Vos films sont souvent faits avec d‘autres cinéastes ou collaborateurs ?
Eyal Sivan - Oui. Un spécialiste, je l’ai réalisé avec Rony Brauman. On a écrit le scénario ensemble. Pour l’amour du peuple, sur l’Allemagne de l’Est, est coréalisé avec ma monteuse. Les deux films sur l’Afrique, les courts-métrages sur le Burundi et le génocide au Rwanda ont pour coauteur le cameraman. Route 181 est le seul film réalisé avec un réalisateur à part entière, Michel Khleifi, qui a déjà l’expérience de son propre cinéma. J’aime travailler avec des gens. Il y a quelque chose qui me dérange dans le système pyramidal du cinéma. C’est une façon de l’ouvrir que de travailler à deux, à trois, à quatre...
Dans le cadre du cinéma d’essai politique, ce regard critique permanent est nécessaire. Comme je produis moi-même, c’est une façon de créer un dialogue entre réalisateur et producteur, c’est un choix pour essayer de créer entre les deux une collaboration féconde. Route 181 est un projet qui n’existe que par le fait qu’on soit deux. D’abord, il y a l’acte de foi, l’acte symbolique de dire : « Voilà, un Israélien et un Palestinien, on partage un parcours, le même destin, la même terre, la même cinématographie en l’occurrence. » Et il y a l’idée politique de proposer, face à la partition, un partage. Là où on nous dit « séparation », nous on dit « union ». Sur le terrain, c’était être en permanence ensemble, faire la route ensemble, s’arrêter ensemble, parler avec les gens ensemble.
On avait la route définie à l’avance mais avec l’idée d’imbriquer totalement nos regards pour arriver à un stade de confusion qui fait qu’on ne sait pas qui filme.

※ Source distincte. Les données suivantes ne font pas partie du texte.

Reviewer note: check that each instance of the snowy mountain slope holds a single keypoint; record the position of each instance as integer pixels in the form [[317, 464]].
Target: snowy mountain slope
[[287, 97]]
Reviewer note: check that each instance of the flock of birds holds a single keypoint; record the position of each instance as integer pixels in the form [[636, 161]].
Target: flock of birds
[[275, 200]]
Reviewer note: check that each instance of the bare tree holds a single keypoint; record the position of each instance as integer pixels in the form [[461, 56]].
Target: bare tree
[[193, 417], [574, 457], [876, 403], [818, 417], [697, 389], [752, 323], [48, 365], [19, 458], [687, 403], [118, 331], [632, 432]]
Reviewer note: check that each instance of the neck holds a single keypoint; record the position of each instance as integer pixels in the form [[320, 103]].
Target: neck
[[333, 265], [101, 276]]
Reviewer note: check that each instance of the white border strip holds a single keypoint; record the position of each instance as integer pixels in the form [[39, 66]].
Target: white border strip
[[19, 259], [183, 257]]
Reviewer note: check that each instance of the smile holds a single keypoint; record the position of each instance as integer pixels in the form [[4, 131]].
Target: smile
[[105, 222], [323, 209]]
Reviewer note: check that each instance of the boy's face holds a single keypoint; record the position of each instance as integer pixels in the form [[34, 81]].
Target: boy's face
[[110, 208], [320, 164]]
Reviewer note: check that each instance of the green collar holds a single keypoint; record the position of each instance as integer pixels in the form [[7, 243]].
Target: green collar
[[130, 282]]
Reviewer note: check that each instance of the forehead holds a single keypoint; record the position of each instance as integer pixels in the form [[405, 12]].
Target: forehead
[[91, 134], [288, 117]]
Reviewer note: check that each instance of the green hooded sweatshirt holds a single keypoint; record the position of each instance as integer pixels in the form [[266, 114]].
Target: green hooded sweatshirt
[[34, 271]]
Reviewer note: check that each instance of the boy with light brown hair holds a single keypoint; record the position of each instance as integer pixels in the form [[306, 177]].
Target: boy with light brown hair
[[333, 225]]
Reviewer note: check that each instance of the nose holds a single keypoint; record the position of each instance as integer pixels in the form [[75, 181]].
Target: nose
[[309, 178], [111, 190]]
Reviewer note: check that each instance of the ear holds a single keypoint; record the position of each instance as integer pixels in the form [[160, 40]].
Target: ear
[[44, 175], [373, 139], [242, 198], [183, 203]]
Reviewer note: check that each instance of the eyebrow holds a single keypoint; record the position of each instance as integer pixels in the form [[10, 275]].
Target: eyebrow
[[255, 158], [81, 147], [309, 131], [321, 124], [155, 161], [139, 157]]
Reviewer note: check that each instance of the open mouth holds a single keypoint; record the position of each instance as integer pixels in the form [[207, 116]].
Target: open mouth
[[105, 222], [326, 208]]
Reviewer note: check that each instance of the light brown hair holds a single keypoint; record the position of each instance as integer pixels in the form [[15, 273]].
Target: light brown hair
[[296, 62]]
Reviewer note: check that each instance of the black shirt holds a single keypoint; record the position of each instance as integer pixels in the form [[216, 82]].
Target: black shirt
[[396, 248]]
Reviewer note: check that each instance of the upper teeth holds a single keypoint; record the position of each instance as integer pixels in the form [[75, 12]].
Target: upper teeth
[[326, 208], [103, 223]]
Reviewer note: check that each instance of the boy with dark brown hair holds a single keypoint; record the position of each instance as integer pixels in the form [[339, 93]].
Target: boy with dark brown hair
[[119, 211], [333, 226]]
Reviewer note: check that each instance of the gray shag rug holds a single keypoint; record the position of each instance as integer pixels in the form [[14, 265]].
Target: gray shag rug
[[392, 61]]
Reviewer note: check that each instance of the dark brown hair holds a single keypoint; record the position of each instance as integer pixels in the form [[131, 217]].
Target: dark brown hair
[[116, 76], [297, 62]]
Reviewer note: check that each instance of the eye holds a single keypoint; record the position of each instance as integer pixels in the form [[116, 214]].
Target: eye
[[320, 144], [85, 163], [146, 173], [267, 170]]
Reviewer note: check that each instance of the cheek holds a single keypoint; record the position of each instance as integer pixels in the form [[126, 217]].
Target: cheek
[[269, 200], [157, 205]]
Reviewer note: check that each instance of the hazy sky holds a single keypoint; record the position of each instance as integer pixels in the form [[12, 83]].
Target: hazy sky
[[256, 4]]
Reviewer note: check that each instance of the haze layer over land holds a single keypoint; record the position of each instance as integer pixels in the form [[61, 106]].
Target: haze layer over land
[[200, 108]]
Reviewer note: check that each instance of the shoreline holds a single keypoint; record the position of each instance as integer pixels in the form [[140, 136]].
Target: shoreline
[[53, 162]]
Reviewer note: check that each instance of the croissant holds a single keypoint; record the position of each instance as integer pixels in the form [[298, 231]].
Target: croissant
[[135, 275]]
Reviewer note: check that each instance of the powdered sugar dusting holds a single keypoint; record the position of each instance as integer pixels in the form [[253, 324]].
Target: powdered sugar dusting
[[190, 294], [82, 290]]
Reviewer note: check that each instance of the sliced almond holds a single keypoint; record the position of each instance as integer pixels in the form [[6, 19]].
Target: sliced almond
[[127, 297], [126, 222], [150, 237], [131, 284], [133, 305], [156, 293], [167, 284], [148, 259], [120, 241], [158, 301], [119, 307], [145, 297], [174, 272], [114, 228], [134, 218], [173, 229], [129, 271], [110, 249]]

Ce n’est pas un film dans lequel il y a le regard de l’Israélien et le regard du Palestinien, mais une tentative de réappropriation à la fois physique de la géographie, de l’image et de la parole par deux individus qui sont d’abord deux cinéastes, et ensuite un Israélien et un Palestinien. Cela nous oblige à partager un monde commun avec l’idée de faire surgir une narration commune de l’Histoire, de la situation.
Vous avez voulu que le spectateur comprenne, en voyant Route 181, l’éradication de la culture palestinienne, de ses traces, de sa mémoire ?
E. Sivan - On ne se rend pas compte à quel point l’État d’Israël est un État idéologique, en permanence dans une construction à la fois mythologique et mémoriale. Quand on dit mémoire, on dit effacement. La mémoire ne s’oppose pas à l’idée d’effacement, d’habitude on oppose la mémoire à l’oubli, ici la mémoire est un processus d’oubli. Comme il y a une politique de la mémoire dans l’État d’Israël, la question que je pose est : quelle est la mémoire effacée dans cette nouvelle mémoire reconstruite ? Comme dans tout système colonial, c’est la mémoire de l’indigène, la mémoire du passé et la construction d’un homme nouveau : l’homme juif. La mémoire chantage, la mémoire mythologie permet la construction nationaliste. C’est une arme favorite des régimes totalitaires, semi-démocratiques ou de régimes ultra-idéologiques comme celui d’Israël.
Dans votre film Les Esclaves de la mémoire, le discours de l’État crée un raccourci historique stupéfiant, qui part de la sortie d’Égypte pour légitimer la création d’Israël ?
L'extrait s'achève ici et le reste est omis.